I need some help to model this regular expression. I think it'll be easier with an example. I need a regular expression that matches a comma, but only if it's not inside this structure: "( )", like this:
,a,b,c,d,"("x","y",z)",e,f,g,
Then the first five and the last four commas should match the expression, the two between xyz and inside the ( ) section shouldn't.
I tried a lot of combinations but regular expressions is still a little foggy for me.
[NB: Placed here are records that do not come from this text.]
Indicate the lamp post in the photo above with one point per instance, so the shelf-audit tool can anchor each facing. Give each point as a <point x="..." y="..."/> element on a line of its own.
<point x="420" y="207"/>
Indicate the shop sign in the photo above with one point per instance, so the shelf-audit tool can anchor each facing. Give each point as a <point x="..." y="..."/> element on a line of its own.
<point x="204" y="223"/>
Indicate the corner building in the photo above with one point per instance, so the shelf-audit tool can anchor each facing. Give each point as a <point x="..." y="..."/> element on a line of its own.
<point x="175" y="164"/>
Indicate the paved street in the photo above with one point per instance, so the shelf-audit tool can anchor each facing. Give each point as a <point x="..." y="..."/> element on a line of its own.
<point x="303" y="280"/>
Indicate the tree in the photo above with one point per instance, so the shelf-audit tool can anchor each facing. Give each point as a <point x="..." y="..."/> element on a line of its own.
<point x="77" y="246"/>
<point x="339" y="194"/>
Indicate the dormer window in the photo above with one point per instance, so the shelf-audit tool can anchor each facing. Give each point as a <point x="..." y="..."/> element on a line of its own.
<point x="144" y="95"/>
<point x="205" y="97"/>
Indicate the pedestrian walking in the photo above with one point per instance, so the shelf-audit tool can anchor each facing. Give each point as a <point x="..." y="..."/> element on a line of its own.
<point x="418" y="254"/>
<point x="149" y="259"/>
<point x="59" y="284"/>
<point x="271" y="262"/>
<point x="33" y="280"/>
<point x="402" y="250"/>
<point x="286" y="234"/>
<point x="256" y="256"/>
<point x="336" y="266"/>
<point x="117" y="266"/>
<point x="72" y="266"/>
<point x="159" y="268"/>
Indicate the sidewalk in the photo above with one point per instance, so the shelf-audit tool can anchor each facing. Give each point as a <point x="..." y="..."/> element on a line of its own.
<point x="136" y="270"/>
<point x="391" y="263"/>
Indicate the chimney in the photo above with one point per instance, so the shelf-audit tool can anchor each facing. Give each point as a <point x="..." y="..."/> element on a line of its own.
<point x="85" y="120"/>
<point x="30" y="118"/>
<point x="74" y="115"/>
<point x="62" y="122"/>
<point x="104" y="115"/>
I want it to use with the split method in Java. The example is short, but it can be much more longer and have more than one section between "( and )". The split method receives an expression and if some text (in this case the comma) matches the expression it will be the separator.
So, want to do something like this:
String keys[] = row.split(expr);
System.out.println(keys[0]); // print a
System.out.println(keys[1]); // print b
System.out.println(keys[2]); // print c
System.out.println(keys[3]); // print d
System.out.println(keys[4]); // print "("x","y",z)"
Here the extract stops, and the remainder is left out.